In this problem If $u \in H^1(U)$, then $Du=0$ a.e. on the set $\{u=0\}$
I don't understand this part:
$$ \int_U \partial_i u^\epsilon\,v\,dx\to 0\tag w$$ for all $v\in L^2(U)$, but now we only need to prove that $$ \int_U \partial_i u^\epsilon\,v\,dx\to 0\tag 1$$ for all $v\in C_c^\infty(U)$
Why instead of all $v \in L^2(U)$, we only need to prove for all $v \in C_c^{\infty}(U)$ in $$ \int_U \partial_i u^\epsilon\,v\,dx\to 0\tag 1?$$
Can anyone help me with this? Thanks!
It is not only because that $C_c^\infty$ is dense in $L^2$, but also you have to relay on something from functional analysis. In my post here, which you already noticed, I call for help from the following lemma from Functional Analysis:
Let $X$ be a Banach space, $S$ be a total subset of $X^*$, i.e., the span of $S$ is dense in $X^*$, $(x_n)$ be a sequence in $X$ and $x\in X$ is given. Then $x_n\to x$ weakly as $n\to\infty$ if and only if $({x_n})$ is bounded and $$ \left<{y^*,x_n}\right>\to\left<{y^*,x}\right>\text{ for all }y^*\in S. $$ Here the boundness of $(x_n)$ is very important.
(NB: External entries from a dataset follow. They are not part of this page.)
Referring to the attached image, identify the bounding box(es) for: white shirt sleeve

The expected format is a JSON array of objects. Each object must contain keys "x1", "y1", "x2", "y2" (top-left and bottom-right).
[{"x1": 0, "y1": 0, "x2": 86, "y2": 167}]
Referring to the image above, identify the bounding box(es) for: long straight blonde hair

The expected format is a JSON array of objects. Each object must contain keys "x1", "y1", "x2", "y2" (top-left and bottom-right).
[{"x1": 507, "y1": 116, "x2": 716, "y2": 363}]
Notice that from the question itself you already proved that $u_\epsilon$ is bounded in $H^1$ norm, hence, $\nabla u_\epsilon$ is bounded in $L^2$ norm. Therefore, from lemma I mentioned above, we have, instead using $L^2$ as the test function for weak $L^2$ convergence, we could only use the dense set of it, i.e., the $C_c^\infty$ function, and hence addressed your problem.
Notice that we use this fact many times in Sobolev space theory, especially when using the density argument.